[love it] the unseen sea

I’m going to live in San Francisco someday. Northern California’s golden, rolling hills bedazzled with those stubby green bushes. It’s quintessential laidback-ness. And the coming and going of the sea effects on the weather. Simon Christen likes San Francisco too.

via: Anthology


[food porn] my life doesn’t suck

Not gonna lie. My life doesn’t suck.

We’re still doing a fair amount of touristy stuff. Mostly hitting an area and just wandering. The other night Hub and I found a great new yakitori (yakitori=grill on a stick) restaurant, Yardbird. Japanese style grilling is the key, but the other thing that makes Yardbird special is they grill every part of the chicken – heart, liver, neck, gizzards, etc. Minimally simple interior and presentation of food. Fun, informative staff (it’s the UN of waitstaff). Inventive and yet highly editable food combinations. We will definitely become regulars.

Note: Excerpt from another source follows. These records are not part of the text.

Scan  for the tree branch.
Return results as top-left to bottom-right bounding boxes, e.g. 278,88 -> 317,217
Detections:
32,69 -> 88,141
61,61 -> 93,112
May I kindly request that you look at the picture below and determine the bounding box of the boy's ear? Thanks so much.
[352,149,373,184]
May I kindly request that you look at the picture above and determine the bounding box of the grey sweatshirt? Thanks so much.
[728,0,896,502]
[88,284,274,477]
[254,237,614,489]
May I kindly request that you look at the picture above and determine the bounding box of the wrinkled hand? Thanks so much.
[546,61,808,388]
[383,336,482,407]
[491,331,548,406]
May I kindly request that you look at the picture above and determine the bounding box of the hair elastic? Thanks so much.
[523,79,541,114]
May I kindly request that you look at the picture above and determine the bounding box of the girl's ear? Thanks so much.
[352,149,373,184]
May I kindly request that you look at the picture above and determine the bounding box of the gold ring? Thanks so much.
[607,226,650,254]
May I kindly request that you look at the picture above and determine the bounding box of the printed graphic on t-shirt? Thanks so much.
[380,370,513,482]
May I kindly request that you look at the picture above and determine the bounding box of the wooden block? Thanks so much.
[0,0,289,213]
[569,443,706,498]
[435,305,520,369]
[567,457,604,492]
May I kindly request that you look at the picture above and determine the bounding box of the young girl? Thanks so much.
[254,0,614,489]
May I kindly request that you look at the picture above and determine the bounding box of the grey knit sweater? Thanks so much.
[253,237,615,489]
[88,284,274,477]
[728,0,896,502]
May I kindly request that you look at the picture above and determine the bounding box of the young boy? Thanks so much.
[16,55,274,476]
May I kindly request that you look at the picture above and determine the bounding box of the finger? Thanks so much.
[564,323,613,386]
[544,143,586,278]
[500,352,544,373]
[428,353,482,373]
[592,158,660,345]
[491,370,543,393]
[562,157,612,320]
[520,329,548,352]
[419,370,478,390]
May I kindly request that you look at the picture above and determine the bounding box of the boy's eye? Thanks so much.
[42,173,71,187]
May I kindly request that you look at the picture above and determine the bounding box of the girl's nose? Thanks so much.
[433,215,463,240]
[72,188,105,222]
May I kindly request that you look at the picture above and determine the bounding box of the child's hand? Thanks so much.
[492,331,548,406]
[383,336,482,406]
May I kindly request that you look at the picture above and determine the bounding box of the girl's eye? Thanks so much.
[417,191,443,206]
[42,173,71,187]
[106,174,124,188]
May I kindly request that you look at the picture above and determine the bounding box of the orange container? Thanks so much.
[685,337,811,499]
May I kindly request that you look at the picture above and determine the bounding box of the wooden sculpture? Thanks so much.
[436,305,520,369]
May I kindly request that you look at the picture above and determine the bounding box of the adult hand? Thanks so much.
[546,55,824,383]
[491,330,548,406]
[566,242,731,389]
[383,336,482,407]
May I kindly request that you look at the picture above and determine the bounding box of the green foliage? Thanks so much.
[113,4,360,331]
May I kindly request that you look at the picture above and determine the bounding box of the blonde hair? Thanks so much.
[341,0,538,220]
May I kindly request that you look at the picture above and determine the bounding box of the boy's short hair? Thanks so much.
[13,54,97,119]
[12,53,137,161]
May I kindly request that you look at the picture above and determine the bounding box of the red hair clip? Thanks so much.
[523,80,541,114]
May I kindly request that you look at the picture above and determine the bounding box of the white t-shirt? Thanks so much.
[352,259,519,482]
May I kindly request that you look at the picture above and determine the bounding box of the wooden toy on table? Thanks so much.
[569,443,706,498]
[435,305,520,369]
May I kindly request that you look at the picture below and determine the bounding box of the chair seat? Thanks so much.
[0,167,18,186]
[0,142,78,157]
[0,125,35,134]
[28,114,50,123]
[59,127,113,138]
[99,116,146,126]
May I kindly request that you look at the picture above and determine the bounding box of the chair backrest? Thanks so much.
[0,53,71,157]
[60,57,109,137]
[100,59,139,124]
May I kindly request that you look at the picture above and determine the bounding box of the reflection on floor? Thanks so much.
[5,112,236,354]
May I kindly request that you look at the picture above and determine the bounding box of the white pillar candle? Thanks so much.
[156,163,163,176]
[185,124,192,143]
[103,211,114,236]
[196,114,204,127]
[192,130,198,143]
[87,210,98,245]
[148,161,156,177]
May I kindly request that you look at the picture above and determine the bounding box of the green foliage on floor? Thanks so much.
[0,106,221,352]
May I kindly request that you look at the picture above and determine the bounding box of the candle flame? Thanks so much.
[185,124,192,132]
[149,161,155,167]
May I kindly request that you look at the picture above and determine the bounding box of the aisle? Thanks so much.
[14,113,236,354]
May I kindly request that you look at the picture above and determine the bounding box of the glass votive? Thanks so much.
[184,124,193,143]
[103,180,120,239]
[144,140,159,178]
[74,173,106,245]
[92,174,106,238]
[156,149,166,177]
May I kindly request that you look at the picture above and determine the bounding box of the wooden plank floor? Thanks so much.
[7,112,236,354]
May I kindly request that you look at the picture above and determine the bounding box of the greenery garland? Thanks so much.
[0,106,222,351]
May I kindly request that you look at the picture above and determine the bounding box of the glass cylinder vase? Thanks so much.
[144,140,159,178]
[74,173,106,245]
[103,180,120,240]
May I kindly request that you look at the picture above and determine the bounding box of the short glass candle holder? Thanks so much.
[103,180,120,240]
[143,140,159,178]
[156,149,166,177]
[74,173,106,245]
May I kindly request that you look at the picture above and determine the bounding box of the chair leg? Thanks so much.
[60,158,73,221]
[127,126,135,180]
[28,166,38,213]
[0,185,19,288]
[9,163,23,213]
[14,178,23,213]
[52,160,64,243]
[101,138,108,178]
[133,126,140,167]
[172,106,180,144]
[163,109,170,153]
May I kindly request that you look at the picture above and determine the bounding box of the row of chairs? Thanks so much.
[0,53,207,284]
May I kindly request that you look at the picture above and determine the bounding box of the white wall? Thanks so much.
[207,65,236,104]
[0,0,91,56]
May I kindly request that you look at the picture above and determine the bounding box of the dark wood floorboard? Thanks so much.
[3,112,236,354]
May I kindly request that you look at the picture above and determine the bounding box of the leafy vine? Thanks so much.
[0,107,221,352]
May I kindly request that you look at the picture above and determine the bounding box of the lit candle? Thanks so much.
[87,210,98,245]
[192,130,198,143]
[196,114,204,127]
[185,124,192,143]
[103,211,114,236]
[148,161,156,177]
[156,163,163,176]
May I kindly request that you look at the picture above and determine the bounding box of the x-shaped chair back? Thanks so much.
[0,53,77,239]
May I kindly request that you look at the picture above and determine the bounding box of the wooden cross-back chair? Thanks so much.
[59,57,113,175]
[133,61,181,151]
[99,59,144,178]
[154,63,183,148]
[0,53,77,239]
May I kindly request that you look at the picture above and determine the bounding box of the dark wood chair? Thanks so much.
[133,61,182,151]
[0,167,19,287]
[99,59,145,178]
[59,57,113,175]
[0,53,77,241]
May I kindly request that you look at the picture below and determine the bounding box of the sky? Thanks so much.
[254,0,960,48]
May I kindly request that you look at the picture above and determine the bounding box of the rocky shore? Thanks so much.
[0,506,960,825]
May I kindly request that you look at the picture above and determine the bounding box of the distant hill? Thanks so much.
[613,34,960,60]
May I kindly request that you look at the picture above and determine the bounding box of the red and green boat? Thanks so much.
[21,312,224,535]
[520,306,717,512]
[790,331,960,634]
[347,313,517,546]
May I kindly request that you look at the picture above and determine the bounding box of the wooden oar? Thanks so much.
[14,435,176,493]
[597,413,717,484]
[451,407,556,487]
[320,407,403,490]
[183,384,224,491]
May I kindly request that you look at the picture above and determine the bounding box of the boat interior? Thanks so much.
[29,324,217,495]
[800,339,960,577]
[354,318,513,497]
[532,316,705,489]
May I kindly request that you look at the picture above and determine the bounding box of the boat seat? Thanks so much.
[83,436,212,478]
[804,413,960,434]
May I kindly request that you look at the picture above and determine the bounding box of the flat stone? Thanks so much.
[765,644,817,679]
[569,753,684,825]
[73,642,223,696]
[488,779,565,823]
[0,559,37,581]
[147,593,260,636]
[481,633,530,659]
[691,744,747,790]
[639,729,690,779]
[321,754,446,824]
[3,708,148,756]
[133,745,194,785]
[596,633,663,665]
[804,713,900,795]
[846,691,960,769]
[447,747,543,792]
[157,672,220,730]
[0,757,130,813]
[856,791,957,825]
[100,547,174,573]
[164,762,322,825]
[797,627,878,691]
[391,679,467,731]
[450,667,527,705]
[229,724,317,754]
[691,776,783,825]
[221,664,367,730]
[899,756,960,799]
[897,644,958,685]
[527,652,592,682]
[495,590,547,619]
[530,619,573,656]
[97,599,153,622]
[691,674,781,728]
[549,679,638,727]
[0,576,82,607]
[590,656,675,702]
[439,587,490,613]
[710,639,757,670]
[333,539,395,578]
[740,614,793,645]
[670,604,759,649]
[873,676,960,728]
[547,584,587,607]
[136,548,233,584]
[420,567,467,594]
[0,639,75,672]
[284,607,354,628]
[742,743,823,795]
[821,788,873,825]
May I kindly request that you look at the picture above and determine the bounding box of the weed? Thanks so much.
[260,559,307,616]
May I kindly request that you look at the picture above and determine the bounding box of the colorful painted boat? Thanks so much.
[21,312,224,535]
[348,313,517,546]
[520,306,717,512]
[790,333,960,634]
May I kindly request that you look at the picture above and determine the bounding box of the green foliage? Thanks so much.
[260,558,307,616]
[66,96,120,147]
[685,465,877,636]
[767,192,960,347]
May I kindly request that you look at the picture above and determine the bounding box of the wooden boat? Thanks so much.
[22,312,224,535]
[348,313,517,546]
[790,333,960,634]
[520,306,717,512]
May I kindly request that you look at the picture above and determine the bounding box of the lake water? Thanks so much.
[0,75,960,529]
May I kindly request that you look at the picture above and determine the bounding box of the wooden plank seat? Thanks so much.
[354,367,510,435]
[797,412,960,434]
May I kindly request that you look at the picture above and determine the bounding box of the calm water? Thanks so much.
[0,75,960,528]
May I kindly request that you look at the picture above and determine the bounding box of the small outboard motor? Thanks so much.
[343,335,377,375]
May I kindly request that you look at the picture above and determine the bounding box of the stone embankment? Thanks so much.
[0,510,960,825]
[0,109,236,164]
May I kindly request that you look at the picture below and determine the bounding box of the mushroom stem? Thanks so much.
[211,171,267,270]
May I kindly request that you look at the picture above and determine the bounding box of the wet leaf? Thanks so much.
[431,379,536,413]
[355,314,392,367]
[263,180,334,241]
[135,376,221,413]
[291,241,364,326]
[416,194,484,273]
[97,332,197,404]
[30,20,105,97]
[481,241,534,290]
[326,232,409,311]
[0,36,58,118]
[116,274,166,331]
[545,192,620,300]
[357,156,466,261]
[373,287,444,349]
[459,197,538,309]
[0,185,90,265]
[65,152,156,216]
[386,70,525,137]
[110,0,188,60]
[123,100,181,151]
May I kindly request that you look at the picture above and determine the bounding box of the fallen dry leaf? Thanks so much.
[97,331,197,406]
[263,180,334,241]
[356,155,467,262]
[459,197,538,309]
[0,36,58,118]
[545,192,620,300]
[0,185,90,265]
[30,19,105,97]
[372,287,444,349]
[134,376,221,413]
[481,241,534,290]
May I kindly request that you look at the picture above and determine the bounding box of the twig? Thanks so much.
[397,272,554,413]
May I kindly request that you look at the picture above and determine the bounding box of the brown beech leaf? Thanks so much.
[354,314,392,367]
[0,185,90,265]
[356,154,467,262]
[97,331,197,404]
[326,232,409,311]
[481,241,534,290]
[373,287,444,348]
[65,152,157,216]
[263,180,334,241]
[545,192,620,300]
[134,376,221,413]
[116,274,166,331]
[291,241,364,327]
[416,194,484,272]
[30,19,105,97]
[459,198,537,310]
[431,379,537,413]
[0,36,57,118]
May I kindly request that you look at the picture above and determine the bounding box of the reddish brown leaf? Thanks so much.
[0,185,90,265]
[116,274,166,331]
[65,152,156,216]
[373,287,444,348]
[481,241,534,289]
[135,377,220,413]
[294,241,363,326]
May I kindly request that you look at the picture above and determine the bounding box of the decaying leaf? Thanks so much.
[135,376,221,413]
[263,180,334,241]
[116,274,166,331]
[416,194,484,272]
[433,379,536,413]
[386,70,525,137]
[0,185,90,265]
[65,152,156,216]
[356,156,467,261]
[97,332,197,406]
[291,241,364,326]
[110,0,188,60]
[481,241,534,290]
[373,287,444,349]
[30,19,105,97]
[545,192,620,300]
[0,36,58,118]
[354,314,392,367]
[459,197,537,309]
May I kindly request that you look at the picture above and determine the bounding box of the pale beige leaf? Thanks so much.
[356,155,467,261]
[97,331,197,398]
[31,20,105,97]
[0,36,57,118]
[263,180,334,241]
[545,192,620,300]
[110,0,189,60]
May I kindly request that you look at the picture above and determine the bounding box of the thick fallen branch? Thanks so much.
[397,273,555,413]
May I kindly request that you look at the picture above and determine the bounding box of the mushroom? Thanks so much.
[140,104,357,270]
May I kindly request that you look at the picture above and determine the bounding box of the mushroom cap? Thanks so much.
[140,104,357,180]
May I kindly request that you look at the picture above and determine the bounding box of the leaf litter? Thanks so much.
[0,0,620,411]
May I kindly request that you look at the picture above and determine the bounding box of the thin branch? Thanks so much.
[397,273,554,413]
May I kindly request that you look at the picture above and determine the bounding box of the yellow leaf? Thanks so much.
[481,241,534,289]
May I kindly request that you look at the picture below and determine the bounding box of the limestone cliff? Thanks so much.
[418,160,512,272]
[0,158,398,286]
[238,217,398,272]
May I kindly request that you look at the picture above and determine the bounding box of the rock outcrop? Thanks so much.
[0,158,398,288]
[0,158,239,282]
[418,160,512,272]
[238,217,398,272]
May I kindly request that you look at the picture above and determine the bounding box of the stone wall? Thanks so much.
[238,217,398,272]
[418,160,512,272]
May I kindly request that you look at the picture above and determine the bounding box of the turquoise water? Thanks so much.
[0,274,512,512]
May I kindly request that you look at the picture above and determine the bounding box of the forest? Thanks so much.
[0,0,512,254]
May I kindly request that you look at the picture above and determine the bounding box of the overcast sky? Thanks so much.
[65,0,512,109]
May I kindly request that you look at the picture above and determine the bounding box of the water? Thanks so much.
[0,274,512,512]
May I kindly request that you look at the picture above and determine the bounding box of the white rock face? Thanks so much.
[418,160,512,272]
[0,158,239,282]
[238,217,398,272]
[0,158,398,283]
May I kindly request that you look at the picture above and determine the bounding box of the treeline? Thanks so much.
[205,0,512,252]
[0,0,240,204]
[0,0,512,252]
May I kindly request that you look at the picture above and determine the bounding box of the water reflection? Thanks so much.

And maybe next time I’ll try more of those exotic innards.

images via: Asia Tatler Dining and Yardbird

[phase 1] happy tourist

I’ve been told there are three phases in the expat experience.

1) the happy-tourist phase, 2) the cry-in-the-shower-this-is-not-like-home phase, and 3) the yay-we-live-here phase. We’re of course in Phase 1. And here are just a few of the touristy things we’ve done.

^Yau Ma Tei Fruit Market:  this wholesale fruit market in Kowloon was listed as one of the ‘themed’ streets to visit on an HK web site. It’s a maze of stalls in an old, tin-roofed type warehouse building spanning about a block.

Mostly selling wholesale, these vendors sell to individuals too. As we walked through, we quickly realized that this place must be listed in all the tourists books as one of the stall owners tried to sell us a crate of six mangoes for $150HKD. That’s $19.23USD. Good thing I took my anti-sucker pill.

Rumor has it that all the open-air markets in HK will someday be forced to sell indoors due to hygiene concerns. I simultaneously like and hate this plan. These markets are part of the charm of this great ‘old with new’ city.

^Maxims Palace: come on, it has ‘palace’ in the name (like almost every other big restaurant in HK). Listed as a must for dim sum, I’d say this was not a must, but a if you’re in the neighborhood. Please note, there are about a gazillion and five dim sum restaurants in HK. We are in China after all. The girls were great and tried almost everything!

^Nan Lian Garden + Nunnery: we didn’t see a single monk or nun, but this place is amazing. And free. Each building/temple structure was pieced together like a big puzzle, not a nail or screw lives here. Buddhas around every corner, complete with monk chant soundtrack piped throughout. It really is peaceful and does settle your mind (if you’re not dragging three young girls around who are complaining about the heat and would rather eat at McD’s for lunch). Cross a bridge over the busy street and you’re in well manicured, winding gardens. If you’re hungry they have a vegetarian restaurant – it was yumalicious.

^And we’re not the only ones being tourists. In our first week we’ve had visitors! My Aunt Sue first (from LA), then her son/my cousin, Aaron (USC) with his pal, Cody (Berkley). It appears that it’s a requirement that USC students vacation in HK, because Aaron has been running into them left and right.

Getting around is pretty easy, but it includes a lot of walking (I’ve lost 2 kilos in a week, you do the conversion). The girls are pretty pumped about having their own MTR passes (aka Octopus cards) – or as they like to call it, their ‘debit card’. Not only do these get you through public transportation, you can use them at tons of shops.

There have been a lot of other touristy things that we’ve done as well, it seems to go on and on…but we’ll save them for another time.